Hi everyone. Today, I'm going to talk a little about the startup cache, which I've been working on for longer than I like to think about.
startupcache, yay! fastload, boooThe startup cache is meant to replace Mozilla's fastload architecture. The purpose of these caches is to preserve intermediate results like compiled javascript and compiled xul documents, so that we don't need to load and parse them every time the browser starts. The main goals of this project are to improve the performance of the cache and to simplify the API. Performance improvement is kind of black magic, especially when doing hard drive access, so I'm going to ignore that part for now and talk about API simplification and some of the pitfalls we pretty much fell directly into.
One of the main problems with fastload is that it can be hard to understand, even as a client. It's implemented as a number of streams of data, multiplexed into a file. There are multiple fastload files, and each of them contains dozens of different streams of data, which are called 'documents' in fastload terminology. The fastload service is responsible for switching back and forth between documents within a file. Clients read from a stream called the 'fastload file', which is also manipulated by the fastload service behind the scene to make sure they are reading the right bytes for a document.
So a client has to understand how to make a fastload file, how to make a document within the fastload file, and then how to tell the service to seek to that document within the file. After a client is done reading, he has to restore the file to point to the previous document (and sometimes restore the service to point to the previous file).
Complicated. So when Taras and I designed the startup cache, our initial design was way over at the other end of the spectrum -- basically just a map, where the keys are c-strings and the values are blobs of data. You just call getBuffer(string), and putBuffer(string, buffer, buffer length), and that's all there is to it. We didn't even offer input/output streams, just plain old buffers. This is backed by a JAR, which does some checksumming and remembers the offset of different entries for us.
This works surprisingly well. Clients can serialize complicated data structures into a stream, and just dump the stream into a buffer and hand it to the cache. Next startup, take that buffer, make it into a stream, and read your complicated data representation back out. (We made the cache architecture-dependent, so clients don't even have to worry about endianness and word-size in whatever serialization format they choose. If a user moves to a machine with a different architecture, we just start up a new cache file for that machine.)
serializing yer pointersThere's a fundamental problem with this, though, which is probably familiar to anyone who has tried to do serialization. The problem pops up when you try to serialize a pointer. If two serialized structures A and B have pointers to the same structure C, they'd better both point to C again when you deserialize them. But if A and B got serialized to different buffers, someone trying to deserialize A will have a hard time finding out that there's this structure B in a different buffer with a pointer to the same object C.

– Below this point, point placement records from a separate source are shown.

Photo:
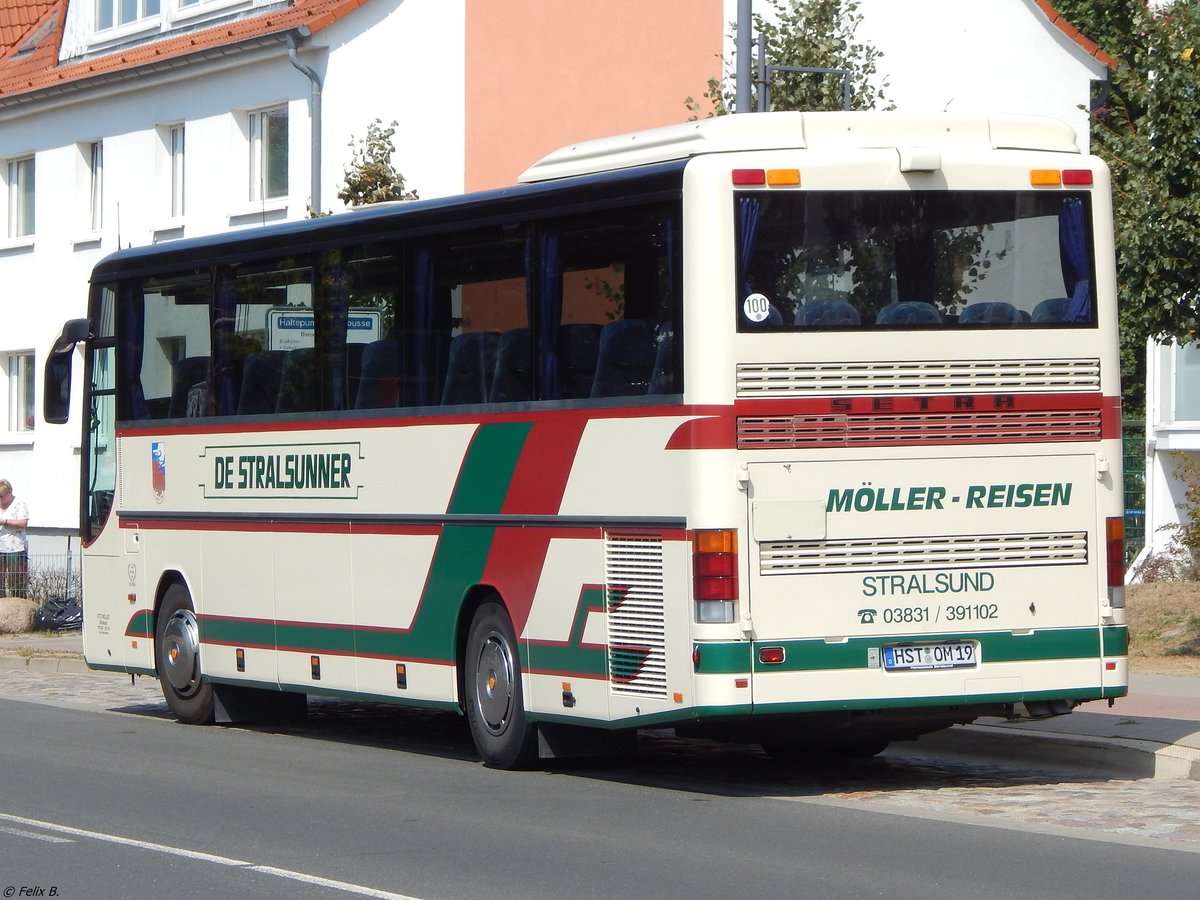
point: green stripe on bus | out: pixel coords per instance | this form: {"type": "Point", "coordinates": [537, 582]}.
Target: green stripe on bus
{"type": "Point", "coordinates": [252, 633]}
{"type": "Point", "coordinates": [457, 565]}
{"type": "Point", "coordinates": [487, 469]}
{"type": "Point", "coordinates": [1116, 640]}
{"type": "Point", "coordinates": [725, 658]}
{"type": "Point", "coordinates": [141, 624]}
{"type": "Point", "coordinates": [807, 655]}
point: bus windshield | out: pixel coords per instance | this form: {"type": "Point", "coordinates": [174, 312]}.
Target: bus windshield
{"type": "Point", "coordinates": [868, 259]}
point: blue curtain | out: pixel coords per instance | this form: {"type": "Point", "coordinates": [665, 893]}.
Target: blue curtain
{"type": "Point", "coordinates": [334, 315]}
{"type": "Point", "coordinates": [749, 210]}
{"type": "Point", "coordinates": [1077, 269]}
{"type": "Point", "coordinates": [424, 351]}
{"type": "Point", "coordinates": [549, 285]}
{"type": "Point", "coordinates": [131, 335]}
{"type": "Point", "coordinates": [227, 364]}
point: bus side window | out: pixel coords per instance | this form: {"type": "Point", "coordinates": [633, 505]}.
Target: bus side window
{"type": "Point", "coordinates": [617, 281]}
{"type": "Point", "coordinates": [472, 303]}
{"type": "Point", "coordinates": [175, 345]}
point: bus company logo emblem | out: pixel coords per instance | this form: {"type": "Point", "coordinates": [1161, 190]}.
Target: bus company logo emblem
{"type": "Point", "coordinates": [159, 469]}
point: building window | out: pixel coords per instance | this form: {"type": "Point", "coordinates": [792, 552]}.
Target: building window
{"type": "Point", "coordinates": [175, 150]}
{"type": "Point", "coordinates": [114, 13]}
{"type": "Point", "coordinates": [95, 156]}
{"type": "Point", "coordinates": [21, 197]}
{"type": "Point", "coordinates": [268, 154]}
{"type": "Point", "coordinates": [19, 369]}
{"type": "Point", "coordinates": [1187, 383]}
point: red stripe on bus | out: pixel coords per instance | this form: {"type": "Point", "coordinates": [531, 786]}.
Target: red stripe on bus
{"type": "Point", "coordinates": [540, 477]}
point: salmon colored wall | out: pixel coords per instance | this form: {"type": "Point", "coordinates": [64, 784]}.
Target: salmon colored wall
{"type": "Point", "coordinates": [543, 73]}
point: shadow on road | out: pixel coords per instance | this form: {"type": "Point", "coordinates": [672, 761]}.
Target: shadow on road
{"type": "Point", "coordinates": [661, 761]}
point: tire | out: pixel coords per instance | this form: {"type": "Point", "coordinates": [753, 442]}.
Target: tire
{"type": "Point", "coordinates": [178, 659]}
{"type": "Point", "coordinates": [493, 696]}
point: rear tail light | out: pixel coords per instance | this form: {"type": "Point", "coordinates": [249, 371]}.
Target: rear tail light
{"type": "Point", "coordinates": [715, 575]}
{"type": "Point", "coordinates": [1114, 549]}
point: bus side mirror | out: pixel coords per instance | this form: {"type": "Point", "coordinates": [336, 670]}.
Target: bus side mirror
{"type": "Point", "coordinates": [57, 383]}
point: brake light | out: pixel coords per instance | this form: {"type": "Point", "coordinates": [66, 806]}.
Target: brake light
{"type": "Point", "coordinates": [715, 575]}
{"type": "Point", "coordinates": [1114, 549]}
{"type": "Point", "coordinates": [1053, 178]}
{"type": "Point", "coordinates": [749, 177]}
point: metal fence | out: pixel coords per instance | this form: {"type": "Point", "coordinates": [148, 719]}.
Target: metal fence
{"type": "Point", "coordinates": [1133, 441]}
{"type": "Point", "coordinates": [48, 575]}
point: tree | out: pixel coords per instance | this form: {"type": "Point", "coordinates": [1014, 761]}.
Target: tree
{"type": "Point", "coordinates": [371, 178]}
{"type": "Point", "coordinates": [811, 34]}
{"type": "Point", "coordinates": [1146, 126]}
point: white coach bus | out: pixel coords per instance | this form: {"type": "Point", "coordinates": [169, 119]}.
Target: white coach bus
{"type": "Point", "coordinates": [790, 429]}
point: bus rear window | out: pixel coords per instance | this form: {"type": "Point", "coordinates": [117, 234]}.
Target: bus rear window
{"type": "Point", "coordinates": [825, 261]}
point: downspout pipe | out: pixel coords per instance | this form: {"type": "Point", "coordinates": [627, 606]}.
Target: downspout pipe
{"type": "Point", "coordinates": [313, 111]}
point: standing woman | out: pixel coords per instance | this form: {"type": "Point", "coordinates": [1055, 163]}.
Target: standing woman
{"type": "Point", "coordinates": [13, 543]}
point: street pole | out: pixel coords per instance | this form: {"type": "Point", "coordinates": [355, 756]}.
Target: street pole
{"type": "Point", "coordinates": [742, 52]}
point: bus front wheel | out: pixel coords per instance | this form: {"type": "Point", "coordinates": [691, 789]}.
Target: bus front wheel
{"type": "Point", "coordinates": [493, 697]}
{"type": "Point", "coordinates": [178, 659]}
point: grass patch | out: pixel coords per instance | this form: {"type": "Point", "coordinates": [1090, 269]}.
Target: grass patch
{"type": "Point", "coordinates": [1164, 627]}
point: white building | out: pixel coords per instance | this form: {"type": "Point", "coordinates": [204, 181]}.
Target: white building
{"type": "Point", "coordinates": [125, 123]}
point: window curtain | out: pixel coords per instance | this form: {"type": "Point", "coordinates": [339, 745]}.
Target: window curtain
{"type": "Point", "coordinates": [549, 286]}
{"type": "Point", "coordinates": [227, 363]}
{"type": "Point", "coordinates": [132, 335]}
{"type": "Point", "coordinates": [425, 349]}
{"type": "Point", "coordinates": [1075, 262]}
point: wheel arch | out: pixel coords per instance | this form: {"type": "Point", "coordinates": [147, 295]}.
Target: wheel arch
{"type": "Point", "coordinates": [168, 579]}
{"type": "Point", "coordinates": [475, 597]}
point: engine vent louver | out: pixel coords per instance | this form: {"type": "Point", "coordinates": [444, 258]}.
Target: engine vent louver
{"type": "Point", "coordinates": [636, 621]}
{"type": "Point", "coordinates": [879, 555]}
{"type": "Point", "coordinates": [799, 379]}
{"type": "Point", "coordinates": [870, 430]}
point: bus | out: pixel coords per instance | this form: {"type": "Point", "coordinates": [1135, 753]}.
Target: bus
{"type": "Point", "coordinates": [799, 430]}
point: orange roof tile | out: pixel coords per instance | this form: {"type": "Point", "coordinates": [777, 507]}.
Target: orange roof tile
{"type": "Point", "coordinates": [27, 70]}
{"type": "Point", "coordinates": [39, 67]}
{"type": "Point", "coordinates": [1074, 34]}
{"type": "Point", "coordinates": [17, 17]}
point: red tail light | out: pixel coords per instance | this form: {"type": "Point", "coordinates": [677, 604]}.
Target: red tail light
{"type": "Point", "coordinates": [714, 574]}
{"type": "Point", "coordinates": [1114, 543]}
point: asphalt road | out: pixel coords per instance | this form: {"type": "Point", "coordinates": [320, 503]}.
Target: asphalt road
{"type": "Point", "coordinates": [359, 801]}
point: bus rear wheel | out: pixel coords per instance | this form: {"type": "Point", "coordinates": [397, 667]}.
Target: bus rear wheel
{"type": "Point", "coordinates": [493, 697]}
{"type": "Point", "coordinates": [178, 659]}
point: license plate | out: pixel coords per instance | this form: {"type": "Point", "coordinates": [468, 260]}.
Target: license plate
{"type": "Point", "coordinates": [951, 654]}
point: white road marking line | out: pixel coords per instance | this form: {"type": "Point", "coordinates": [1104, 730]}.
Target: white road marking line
{"type": "Point", "coordinates": [22, 833]}
{"type": "Point", "coordinates": [345, 886]}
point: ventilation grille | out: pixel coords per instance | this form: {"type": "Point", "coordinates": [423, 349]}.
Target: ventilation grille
{"type": "Point", "coordinates": [901, 553]}
{"type": "Point", "coordinates": [808, 431]}
{"type": "Point", "coordinates": [637, 661]}
{"type": "Point", "coordinates": [793, 379]}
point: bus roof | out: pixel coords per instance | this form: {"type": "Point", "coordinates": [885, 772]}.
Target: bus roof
{"type": "Point", "coordinates": [768, 131]}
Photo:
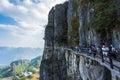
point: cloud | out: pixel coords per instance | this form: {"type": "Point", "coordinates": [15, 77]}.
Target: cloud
{"type": "Point", "coordinates": [30, 17]}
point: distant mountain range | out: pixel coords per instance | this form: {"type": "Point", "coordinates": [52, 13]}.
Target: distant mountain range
{"type": "Point", "coordinates": [9, 54]}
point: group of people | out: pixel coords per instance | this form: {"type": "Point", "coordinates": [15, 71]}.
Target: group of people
{"type": "Point", "coordinates": [104, 49]}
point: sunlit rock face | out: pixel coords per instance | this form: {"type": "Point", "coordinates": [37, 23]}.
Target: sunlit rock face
{"type": "Point", "coordinates": [67, 26]}
{"type": "Point", "coordinates": [53, 66]}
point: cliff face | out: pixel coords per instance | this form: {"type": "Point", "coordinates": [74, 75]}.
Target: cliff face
{"type": "Point", "coordinates": [53, 65]}
{"type": "Point", "coordinates": [70, 24]}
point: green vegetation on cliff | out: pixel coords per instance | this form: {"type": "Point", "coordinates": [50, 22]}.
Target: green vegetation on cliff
{"type": "Point", "coordinates": [105, 15]}
{"type": "Point", "coordinates": [18, 67]}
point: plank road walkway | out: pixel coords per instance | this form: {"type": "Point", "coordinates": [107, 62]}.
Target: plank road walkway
{"type": "Point", "coordinates": [106, 63]}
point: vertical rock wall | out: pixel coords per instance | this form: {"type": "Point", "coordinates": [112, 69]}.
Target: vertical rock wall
{"type": "Point", "coordinates": [67, 26]}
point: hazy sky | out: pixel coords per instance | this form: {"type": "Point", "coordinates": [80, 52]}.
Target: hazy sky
{"type": "Point", "coordinates": [22, 21]}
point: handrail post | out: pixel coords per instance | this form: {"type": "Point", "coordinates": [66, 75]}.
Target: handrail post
{"type": "Point", "coordinates": [111, 62]}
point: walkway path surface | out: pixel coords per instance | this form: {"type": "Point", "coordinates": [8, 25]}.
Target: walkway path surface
{"type": "Point", "coordinates": [106, 63]}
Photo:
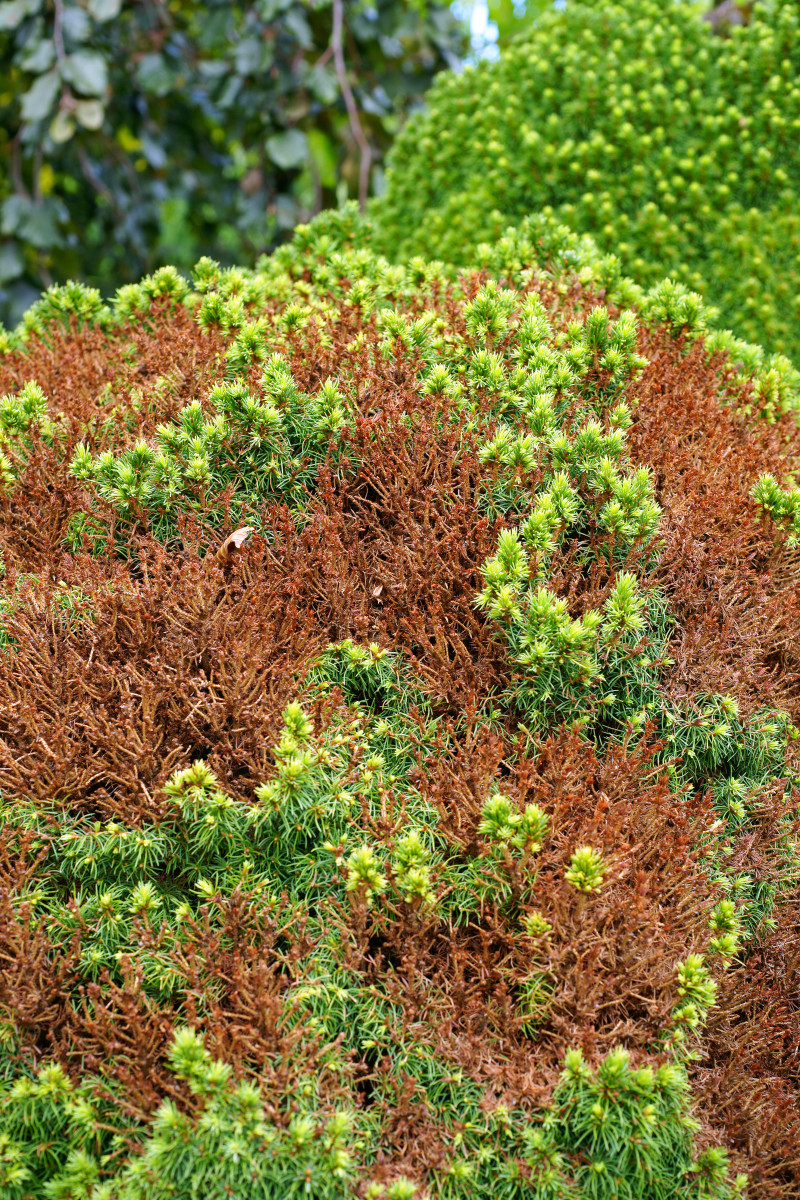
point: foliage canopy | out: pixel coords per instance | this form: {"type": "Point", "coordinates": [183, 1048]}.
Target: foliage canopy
{"type": "Point", "coordinates": [139, 133]}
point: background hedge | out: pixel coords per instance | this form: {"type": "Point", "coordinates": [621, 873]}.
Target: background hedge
{"type": "Point", "coordinates": [677, 149]}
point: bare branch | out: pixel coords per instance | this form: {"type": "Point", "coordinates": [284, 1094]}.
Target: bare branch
{"type": "Point", "coordinates": [349, 100]}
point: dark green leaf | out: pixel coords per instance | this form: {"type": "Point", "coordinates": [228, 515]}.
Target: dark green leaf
{"type": "Point", "coordinates": [88, 72]}
{"type": "Point", "coordinates": [38, 100]}
{"type": "Point", "coordinates": [288, 149]}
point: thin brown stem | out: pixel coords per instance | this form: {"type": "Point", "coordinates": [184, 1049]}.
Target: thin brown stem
{"type": "Point", "coordinates": [356, 129]}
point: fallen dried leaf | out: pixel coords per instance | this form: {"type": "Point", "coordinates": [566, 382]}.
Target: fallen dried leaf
{"type": "Point", "coordinates": [233, 543]}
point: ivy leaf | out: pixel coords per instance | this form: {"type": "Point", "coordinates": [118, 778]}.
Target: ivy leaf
{"type": "Point", "coordinates": [88, 72]}
{"type": "Point", "coordinates": [288, 149]}
{"type": "Point", "coordinates": [90, 113]}
{"type": "Point", "coordinates": [38, 100]}
{"type": "Point", "coordinates": [154, 75]}
{"type": "Point", "coordinates": [61, 126]}
{"type": "Point", "coordinates": [76, 25]}
{"type": "Point", "coordinates": [38, 58]}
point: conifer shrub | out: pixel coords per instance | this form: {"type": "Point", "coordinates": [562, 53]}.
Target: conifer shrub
{"type": "Point", "coordinates": [397, 736]}
{"type": "Point", "coordinates": [674, 148]}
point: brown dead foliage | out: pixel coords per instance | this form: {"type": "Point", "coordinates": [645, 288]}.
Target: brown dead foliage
{"type": "Point", "coordinates": [194, 655]}
{"type": "Point", "coordinates": [735, 591]}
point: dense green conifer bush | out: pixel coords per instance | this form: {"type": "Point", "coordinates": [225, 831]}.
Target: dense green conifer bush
{"type": "Point", "coordinates": [674, 148]}
{"type": "Point", "coordinates": [385, 809]}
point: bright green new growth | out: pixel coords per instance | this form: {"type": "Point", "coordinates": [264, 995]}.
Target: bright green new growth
{"type": "Point", "coordinates": [674, 149]}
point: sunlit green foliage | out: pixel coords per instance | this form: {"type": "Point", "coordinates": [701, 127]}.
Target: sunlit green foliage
{"type": "Point", "coordinates": [673, 147]}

It's possible, of course. The client has to maintain a map of objects and the pointers which refer to those objects (only the pointers he is serializing), and then the client can serialize that map as well. So in our example, when the client sees a reference to C, that is mapped to a structure that tells the client what else is pointing to C and where to find that other pointer. So who cares, the client can take care of it -- the startup cache is meant for blobs, not for complicated object cycles.
But it turns out that both of our initial clients would need to implement this kind of map, and a third one we had in mind would need it as well. So it's probably better just to have an interface where they can call readObject(...), and if A and B both readObject(C), they magically come out with pointers to the same object. We can't provide this sort of abstraction if we just take in and hand out data blobs to out clients. We need something where we can detect that a client is trying to read a pointer and not just any ol' PRUint32, and we can do this magical relinking behind the scenes -- in short, we need to pass out object streams. And that's why streams are back in yer cache.
Currently, I'm working on getting this relinking magic done. More specifically, I did about two full days of coding without compiling (you did what??), and now I'm fixing all of the resulting compiler errors. Then, I need to write some tests so that this sort of thing doesn't happen again. Amazingly, my original deeply-flawed implementation passed all of the tests (well, okay, there aren't any real tests of this stuff anyways) and also
created a functional browser.
On the bright side, using this dumb (and wrong!) implementation of the cache, I shaved 300ms off of our cold startup time...
---
Follow-up, 3/3/2010: Turns out there is a reason the naive approach worked! I will blog about this soon, and why we decide to use data blobs instead of fancy object streams, after all.